AC: Please, call me Ann.
CG: All right, Ann. Thank you.
AC: No problem. I just ate two capybaras so I’m going to be laying here doing nothing for the next week anyway.
CG: I see, yes. Tell me though, isn’t that really more naturally your diet. I mean, you don’t often eat humans, do you?
AC: Oh, I’ll take one if there’s nothing else. No offense, but you’re all so greasy and tasteless. I much prefer capybaras with a side of monkeys! Yum!
CG: No offense taken. But then why did you agree to do this show in the first place?
AC: Oh, I’ve done these shows before you know. I’ve worked with all the best: David Attenborough—I just love his accent, don’t you?—and Steve Irwin of course, God rest him.
CG: You were eager to do another legitimate documentary?
AC: Yes. I feel a real duty to be an ambassador for the Amazon Rainforest whenever I can. Don’t get me wrong, we have an excellent chamber of commerce but there’s only so much they can do.
CG: Let me move the conversation to the special itself if I may. As you may know, the Internet is boiling with bad reviews of the show, mostly I’m afraid because you failed to eat the host. Any comment on that
AC: First of all, I have no idea what an “internet” is…
CG: Surely you must know about the worldwide network of computers which has revolutionized the sharing and dissemination of information in the twentieth century?
AC: Computers? You know I’m a snake right? I have no hands with which to type.
CG: I am sorry. Forgive me. But there has been quite an outcry. What do you say to the viewers who feel cheated by your failure to devour Mr. Rosalie.
AC: Look, I had never worked with Paul before or the director for that matter, but my agent assured me these people were professionals. I handled all of my scenes in a very professional manner. I can’t help it that Paul got cold-feet.
CG: So you blame your failure to dine on Mr. Rosalie on Mr. Rosalie himself?
AC: I didn’t say that! I only mean to say that when I sign on contract, I come ready to perform. This isn’t my first rodeo, kiddo!
CG: Again, I’m sorry if my questions anger you, but my readers have a right to know your side of the story.

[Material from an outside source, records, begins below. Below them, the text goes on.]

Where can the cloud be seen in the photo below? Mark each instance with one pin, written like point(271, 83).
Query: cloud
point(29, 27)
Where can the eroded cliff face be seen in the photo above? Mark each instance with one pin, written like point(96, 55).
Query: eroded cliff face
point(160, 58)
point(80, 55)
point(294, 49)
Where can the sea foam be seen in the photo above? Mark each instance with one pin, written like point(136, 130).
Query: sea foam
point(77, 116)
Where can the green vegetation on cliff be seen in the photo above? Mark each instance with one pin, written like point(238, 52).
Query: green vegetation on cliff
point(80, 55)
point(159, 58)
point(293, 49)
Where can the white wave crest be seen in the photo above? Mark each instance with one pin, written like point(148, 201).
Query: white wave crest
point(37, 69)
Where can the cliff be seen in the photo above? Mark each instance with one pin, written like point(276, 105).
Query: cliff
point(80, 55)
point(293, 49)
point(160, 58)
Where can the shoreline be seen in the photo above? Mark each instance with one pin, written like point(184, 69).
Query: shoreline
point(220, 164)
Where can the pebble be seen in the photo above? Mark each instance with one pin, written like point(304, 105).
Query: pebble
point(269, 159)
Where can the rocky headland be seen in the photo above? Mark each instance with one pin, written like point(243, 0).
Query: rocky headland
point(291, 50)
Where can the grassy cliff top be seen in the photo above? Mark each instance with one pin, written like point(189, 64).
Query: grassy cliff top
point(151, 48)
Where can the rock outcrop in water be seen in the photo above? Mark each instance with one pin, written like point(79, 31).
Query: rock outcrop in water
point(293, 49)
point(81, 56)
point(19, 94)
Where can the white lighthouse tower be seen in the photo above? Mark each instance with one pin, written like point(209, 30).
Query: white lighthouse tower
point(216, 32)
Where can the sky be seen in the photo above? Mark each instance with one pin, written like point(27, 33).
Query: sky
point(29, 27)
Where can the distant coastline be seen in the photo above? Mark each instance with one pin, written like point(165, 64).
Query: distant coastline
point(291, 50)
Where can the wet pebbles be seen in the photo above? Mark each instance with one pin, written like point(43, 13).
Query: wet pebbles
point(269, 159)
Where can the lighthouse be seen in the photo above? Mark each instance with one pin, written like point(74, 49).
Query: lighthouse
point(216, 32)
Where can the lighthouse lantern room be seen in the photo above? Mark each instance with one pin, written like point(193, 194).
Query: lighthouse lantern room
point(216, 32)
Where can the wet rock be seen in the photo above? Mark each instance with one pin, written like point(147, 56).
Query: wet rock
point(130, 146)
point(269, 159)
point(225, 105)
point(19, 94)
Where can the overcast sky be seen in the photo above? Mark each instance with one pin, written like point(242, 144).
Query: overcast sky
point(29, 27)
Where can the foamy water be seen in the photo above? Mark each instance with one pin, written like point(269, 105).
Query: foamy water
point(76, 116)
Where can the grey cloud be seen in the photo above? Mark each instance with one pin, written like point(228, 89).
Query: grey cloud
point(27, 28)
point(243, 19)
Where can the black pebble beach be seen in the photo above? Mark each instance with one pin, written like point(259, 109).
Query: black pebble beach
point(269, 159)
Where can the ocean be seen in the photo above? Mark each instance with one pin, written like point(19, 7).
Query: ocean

AC: I’m sorry—*urp* A bit of acid reflux there. Makes me kinda testy. Where was I? Oh yeah—Look, I did my part. I can’t help it if we constrictors have to, you know, constrict our prey first. I thought Paul understood the deal. Hey, I trained for six months by swallowing old pickup trucks just to get ready for his little “snake-suit” thingy. The least he could’ve done is hung in long enough for me to get a taste…I mean really!
CG: I see. Well, I guess the next question is whether you’ll be available for a sequel? If the producers approach you that is.
AC: Oh I’m always open to talk. But just now, I have several interesting projects on the horizon.
CG: Any of them look promising? Anything you can share with us?
AC: Well, one is a movie role. It sounds very exciting. I play a mutant snake-shark-ocotpus who travels back in time for some reason.
CG: Hmm, sounds fascinating. Good luck with that.
AC: Thank you! I’m very hopeful for it. We just need to get the script together. The first few drafts were a bit unbelievable if you know what I mean.
CG: Oh I’m sure! Well thank you again Ann. I really appreciate your taking time for our readers.
AC: Think nothing of it. And do watch yourself on the way out; some of those caimans can be real bitches!